Duping search engines, even the big-G

A Moldovian blackhat successfully indexed and gained rank (since dropped due to the maelstrom of publicity) for over 5 billion junk pages (example) in just three weeks—duping Google, along with Yahoo and MSN. The junk pages are also covered in AdSense ads, leading Email Battles to speculate that they…

Battelle adds that “5 billion pages is the entire size of the Google index just a year or so ago. The last claim, before they stopped MAKING claims, was 8 billion…think about that.”

While junk results are frequently a problem in Yahoo and MSN, the news here is that Google indexed more of the low quality sites faster. While the attention is warranted, to be fair, a concluding judgement should note that this is also a function of Google generally indexing more pages, faster, as Ana’s Lair writes. See the original, weekend post from Monetize, which kindly provides a how-to guide for future blackhat reference.

(via Melanie)

21 thoughts on “Duping search engines, even the big-G”

MikeM says:

June 20, 2006 at 7:24 pm

How could Google AdSense people not notice all the activity being generated from this particular geographic area. Even if it was not coming from one exact spot someone should have caught it and flagged it as pure junk.
1 to 5 billion pages even over a few weeks time could potentially alter the earnings of Google in Q2. Maybe they need to address this and talk to Wall Street. This is pretty big news.

Reply
SEARCH ENGINES Web says:

June 20, 2006 at 7:29 pm

This presents an opportunity for a vibrant debate.

One extremely important point to note is that it matters less how many pages were indexed – than if ANY of them CAME UP ON THE SERPS…

In other words – storage is so cheap – that the pages will just lie there as useless – unused – bytes – as so-o many Web pages do.

However, if they came up on any SERPs – Therein lies a potential ethical problem.

Especially if the pages were in the TOP 30 SERPs where most people search, because, in theory, they would be taking the place of “valid” web pages.

However, if any of those controversial pages WERE in FACT including any valuable valid information, then the motives of their creators and their tactics would in theory have be LESS HARMFUL.

This is an enourmous conflict that search quality Engineers have to resolve.
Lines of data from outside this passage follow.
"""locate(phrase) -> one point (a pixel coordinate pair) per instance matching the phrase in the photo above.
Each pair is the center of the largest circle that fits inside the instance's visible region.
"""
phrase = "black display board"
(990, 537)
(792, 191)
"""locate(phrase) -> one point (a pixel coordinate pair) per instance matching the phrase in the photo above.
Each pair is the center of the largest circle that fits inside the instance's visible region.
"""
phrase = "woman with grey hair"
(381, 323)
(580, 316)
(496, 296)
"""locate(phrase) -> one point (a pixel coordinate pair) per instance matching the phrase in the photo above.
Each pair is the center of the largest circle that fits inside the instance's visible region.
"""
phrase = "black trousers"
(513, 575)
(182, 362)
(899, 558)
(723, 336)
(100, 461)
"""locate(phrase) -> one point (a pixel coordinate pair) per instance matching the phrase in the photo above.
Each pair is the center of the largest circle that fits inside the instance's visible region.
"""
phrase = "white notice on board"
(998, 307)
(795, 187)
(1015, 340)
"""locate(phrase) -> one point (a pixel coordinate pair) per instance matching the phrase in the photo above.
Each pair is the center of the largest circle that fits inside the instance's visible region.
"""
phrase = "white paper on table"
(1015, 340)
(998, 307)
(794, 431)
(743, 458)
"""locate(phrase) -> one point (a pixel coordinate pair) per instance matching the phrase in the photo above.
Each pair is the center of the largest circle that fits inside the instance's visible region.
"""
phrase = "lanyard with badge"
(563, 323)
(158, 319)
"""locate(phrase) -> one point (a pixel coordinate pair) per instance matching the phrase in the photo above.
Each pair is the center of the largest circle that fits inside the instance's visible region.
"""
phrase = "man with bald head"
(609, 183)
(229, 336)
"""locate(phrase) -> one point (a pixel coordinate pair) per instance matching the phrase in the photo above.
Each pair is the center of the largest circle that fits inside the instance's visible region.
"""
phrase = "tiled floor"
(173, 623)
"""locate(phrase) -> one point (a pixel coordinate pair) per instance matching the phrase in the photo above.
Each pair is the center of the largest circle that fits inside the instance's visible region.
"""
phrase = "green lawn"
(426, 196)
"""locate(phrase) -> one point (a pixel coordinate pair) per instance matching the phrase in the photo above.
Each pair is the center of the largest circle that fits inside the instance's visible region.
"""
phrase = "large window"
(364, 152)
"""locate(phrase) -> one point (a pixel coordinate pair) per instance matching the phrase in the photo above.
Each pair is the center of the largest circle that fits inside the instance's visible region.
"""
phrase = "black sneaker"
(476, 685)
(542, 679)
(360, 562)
Do they take the easy way out…. and just NIX EVERYTHING??????

That may be what Google had to do, because it would have been too resource-demanding to analyze all of the billions of pages.

And of course, as sophisticated as Google Algos are they were NOT able to auto-detect something wrong.

BTW:
Look at the amount of pages indexed in Google using This Technique….

digg.com/technology/Google:_25_TRILLION_Pages_Indexed_

Reply
Webmetricsguru says:

June 20, 2006 at 8:51 pm

Hi John, I covered this over the weekend with a post http://www.webmetricsguru.com/2006/06/get_billions_of_pages_indexed.html

Google quickly got rid of the spam domains …. they only existed for a couple of weeks – and when I posted over the weekend it was already being deleated.

Reply
JG says:

June 20, 2006 at 10:18 pm

SE Web wrote: One extremely important point to note is that it matters less how many pages were indexed – than if ANY of them CAME UP ON THE SERPS…

Um, no. That is a bit of a simplistic view. Whether or not any of them came up in the SERPs, they ALL still have the potential to affect (push up or down) other pages in the index. Think about how all those new links can screw with PageRank, for example.

I find it incredibly naive (no offense intended to you, personally, SE Web) that so many people think that just because a page isn’t listed in the top 10 or 50 results it is just dead bits on a disk. ALL the pages in an index exert subtle influence on each other, whether through PageRank, or even through the value of a simple relevance feature such as IDF (inverse document frequency).

For example: Previously, a term which was a very good keyword for your website might have had a very high IDF, which means your page comes up ranked highly when someone querys using that term. Now, the addition of 5 billion web pages might have added millions of instances of that term to Google’s big index, which would have the effect of lowering the IDF for that term ON YOUR PAGE. That term will no longer be very useful for helping people find your page.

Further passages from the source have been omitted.